Как и в школьные времена, мать спала за занавесочкой, спала тихо, даже
не ворочалась, словно и во сне боялась обеспокоить Бориса. За окном
перемигивались станционные огни и гулкий голос диспетчера, искаженный
динамиком, распоряжался сцепщиками и машинистами маневровых паровозов.
Мать вставала рано, когда Коткин еще спал, одевалась, брала палочку и
уходила на рынок. Она полагала, что Боре полезнее пить молоко с рынка, чем
магазинное. Боря прибирал комнату, приносил от колонки воды и все время
старался представить себе, какова мера одиночества матери, зримый мир
которой ограничивался воспоминаниями.
А мать никогда не жаловалась. Возвращаясь с рынка или из магазина, она
на секунду замирала в дверях и неуверенно улыбалась, стараясь уловить
дыхание Бориса, убедиться, что он здесь. Она иногда говорила тихим
учительским голосом, что ему надо пореже приезжать в Путинки, он здесь зря
теряет время, мог бы отдыхать с товарищами или заниматься в библиотеке.
Если ты на хорошем счету, не стоит разочаровывать преподавателей. Они ведь
тоже люди и разочарование переносят тяжелее, чем молодежь. Матери часто
приходилось разочаровываться в людях, но она предпочитала относить это за
счет своей слепоты: "Мне надо увидеть выражение глаз человека, - говорила
она. - Голосом человек может обмануть. Даже не желая того".
Ей нравилось, что Коткин увлечен своей биофизикой, она помнила
когда-то, давно еще, сказанную им фразу: "Я буду хоть сто лет биться, но
верну тебе зрение". Она считала, что до этого дня не доживет, но
радовалась за других, за тех, кому ее сын возвратит зрение. "А помнишь, -
говорила она, - когда ты еще в седьмом классе обещал мне..."

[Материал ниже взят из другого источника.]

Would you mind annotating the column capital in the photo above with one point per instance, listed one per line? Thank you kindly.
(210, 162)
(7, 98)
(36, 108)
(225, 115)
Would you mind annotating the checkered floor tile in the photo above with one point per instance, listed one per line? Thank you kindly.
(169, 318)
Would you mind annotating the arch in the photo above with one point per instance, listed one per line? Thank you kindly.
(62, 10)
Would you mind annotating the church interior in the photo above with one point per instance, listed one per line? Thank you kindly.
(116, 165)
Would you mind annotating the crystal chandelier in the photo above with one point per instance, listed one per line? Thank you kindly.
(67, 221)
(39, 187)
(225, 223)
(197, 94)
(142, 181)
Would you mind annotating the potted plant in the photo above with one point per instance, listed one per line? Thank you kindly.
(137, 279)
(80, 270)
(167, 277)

В феврале, когда Коткин был на пятом курсе, мать неожиданно умерла.
Коткину поздно сообщили об этом, и он не успел на похороны.
Аспирантура означала еще три года общежития. Замдекана, бывший
факультетский гений Миша Чельцов, которого слишком рано начали выпускать
на международные конференции, сочувственно мигал сквозь иностранные очки и
обещал устроить отдельную комнату.
- Сделаем все возможное, - говорил он. - Все от нас зависящее.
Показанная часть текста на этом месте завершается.